Methods: This was single-center pilot sub-study from the SavvyWire EFficacy and SafEty in Transcatheter Aortic Valve Implantation Procedures (SAFE-TAVI) trial. Participants received either the Evolut PRO+ or Neo for native valve severe aortic stenosis and the SavvyWire (OpSens Medical) was used for device delivery, pacing, and continuous left ventricular and aortic pressure measurements. For the Evolut, evaluation was done for baseline, two-thirds of valve deployment (still recapturable), 90% of valve deployment (no longer recapturable), and post-deployment hemodynamics. For the Neo, analysis was done at baseline, after the first step (top-crown deployment), and at final status.
Results: Nineteen patients were included (Evolut = 15; Neo = 4). There were no statistically significant changes in peak-to-peak gradients (44 mm Hg [IQR:33-69] vs 43 mm Hg [IQR:26-62], P = .41) between baseline and two-thirds of valve deployment in the Evolut patients. There was a significant decrease in mean (40 mm Hg [IQR:32-54] vs 14 mm Hg [IQR:10-18], P less than .001) and peak-to-peak (43 mmHg [IQRS:26-62] vs 9 mm Hg [IQR:8-13], P less than .001) transvalvular gradients between two-thirds and 90% of valve deployment for Evolut. Neo patients exhibited a decrease in transvalvular gradients after top-crown deployment (42.5 mm Hg baseline vs 13 mm Hg).

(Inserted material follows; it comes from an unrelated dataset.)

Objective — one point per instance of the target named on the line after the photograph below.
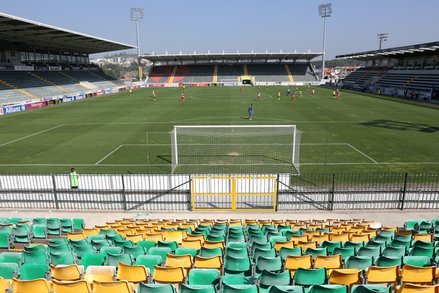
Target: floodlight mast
(137, 15)
(382, 37)
(325, 11)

Conclusions: Transvalvular gradients did not vary between the point of "no-recapture" compared to baseline values in patients receiving the Evolut, whereas a significant reduction in transvalvular gradients was observed when the valve was deployed at 90% and fully deployed. The Neo valve was slightly obstructive after the first step of deployment.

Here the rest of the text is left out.